When I hear people talking about working digital, they often use speed as an argument. Hearing you talk about your workload, it surprises me you haven’t switched to digital for your comics work because of that…
I’m faster with pencil and paper then with a computer. I have a Syntique lying here on my desk, but I’m always so far into production that I have no time to really master it. In the time I’d invest to work well on that thing, I can complete a full issue of Birds of Prey. I’ll have to do it someday. But to get so far that I can achieve the same with a Syntique as I can with a pen and paper, will require quite some practice. There are many comic artists who have been doing it, so you see that it works fantastically. So I’m sure it would work for me, if I’d spend enough time on it. I’m just not sure if I want to spend that much time on it…

Here’s a look into Romano’s proces, from a cover he did together with colourist Jorg de Jong, for a Conan translation by Dutch publisher Dark Dragon Books (animation courtesy of

Has the use of Skype and modern communication technologies changed the international aspect of your work at all?
Not really, I’ve actually worked like this forever. Fifteen years ago, when the internet was just coming up, I believe around 1995/96, I already had the idea of: “Hey, if you have internet you can communicate with each other much easier.” And that was just around the time an American Studio named Lion Comics came to the Netherlands -to Breda- henceforth things went very fast.

What’s your favourite character to draw?
I’m a big fan of The Darkness and I have had the honour to have drawn Wolverine in the X-men. Unfortunately, he did not have such a big role, but that’s a character that I’d want to tackle once more. I’m not explicitly looking for work at Marvel, if that was the case I’d already have knocked on their door. But I would absolutely love to work for Marvel again. I’m not really tied to DC. Again, if DC or Marvel would not be interested, I would like to work for other studios. But there are still a number of characters that I would like to draw: Iron Man, Superman, Green Lantern… You know, all these characters are interesting to work on.

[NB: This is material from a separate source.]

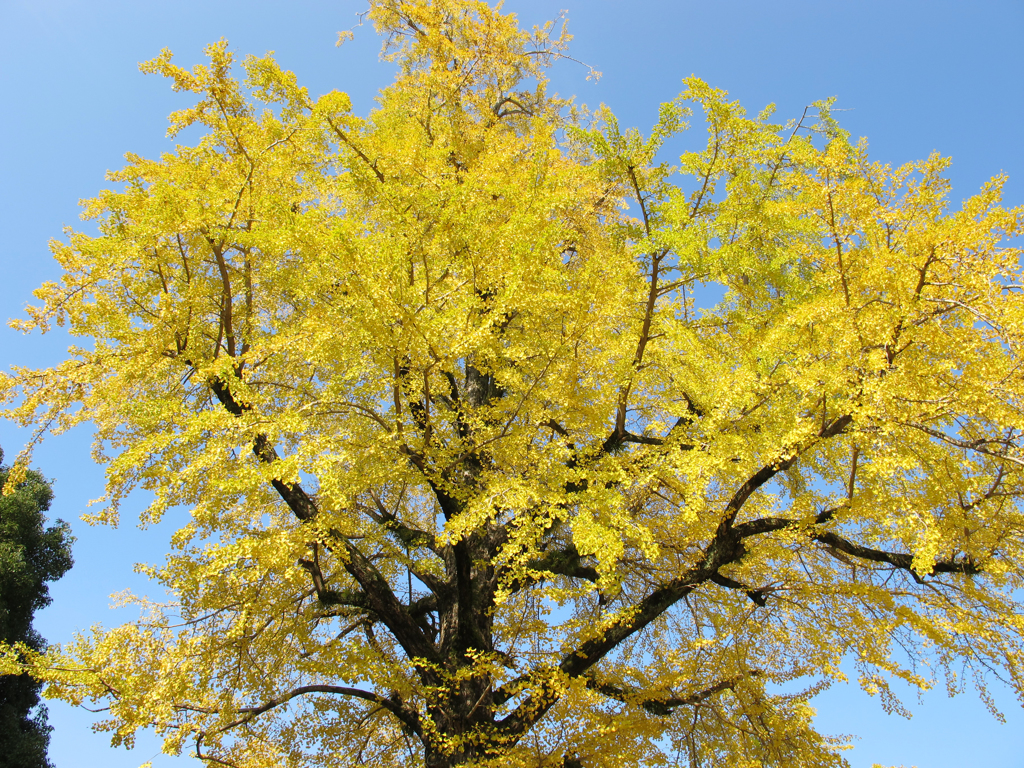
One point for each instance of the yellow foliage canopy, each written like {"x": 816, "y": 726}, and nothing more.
{"x": 472, "y": 480}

Do you have any particular objects you enjoy drawing?
I’m more in favour of the male anatomy, especially the muscle groups. But it actually turns out that my women are often eye catching. I think that women are artistically my weak point. That’s funny because the studios do not always find that, that’s how I got put on Birds of Prey. Because my women were described as very strong, yet still feminine. It’s just like [Storm creator] Don Laurence, who thought he didn’t draw women well. While actually he his women were exquisite. Interestingly enough, that’s a similarity between us. I think my women are not as good as my male forms. Anyway, perhaps that will change. I’ll always have something to improve on. The female form actually is more difficult to draw than the male form and so I’m always playing around with that.

Okay, but do you enjoy drawing a certain object specifically?
I am always in favour of cars. I actually wanted to be car designer. So I’m always a big advocate of including cars or motorcycles in the script. In Birds of Prey I get to draw Batgirl riding her motorcycle a lot, so that helps. I’m not very much into drawing buildings, but that’s something that has to grow I think. I’m trying to get my buildings on the same level of my men and women. And Gotham City is of course super interesting to give a twist of your own!

You are not schooled in art. How did you teach yourself?
Purely by looking, seeing. Watching others. Take criticism, take it in and do something with it. It is not easy, you have to do it yourself. Nobody will draw for you. You should be open to improvement, you must be open to set a standard for yourself. Ask yourself: “Why are THESE artists where are they now?” Be critical of yourself. Just as I am critical of my women: These aren’t what they should be yet, that’s just an area where I can improve. And there are more things like that. You’ve got to make sure you keep an honest look at your own work. That’s hard because sometimes it becomes a grey area: When everyone says you’re good, you’ll be inclined to stop learning, which is obviously a dangerous pitfall. You have to remain clearheaded and keep looking at other artists to see where you can refine your own art. The urge to keep learning is imperative.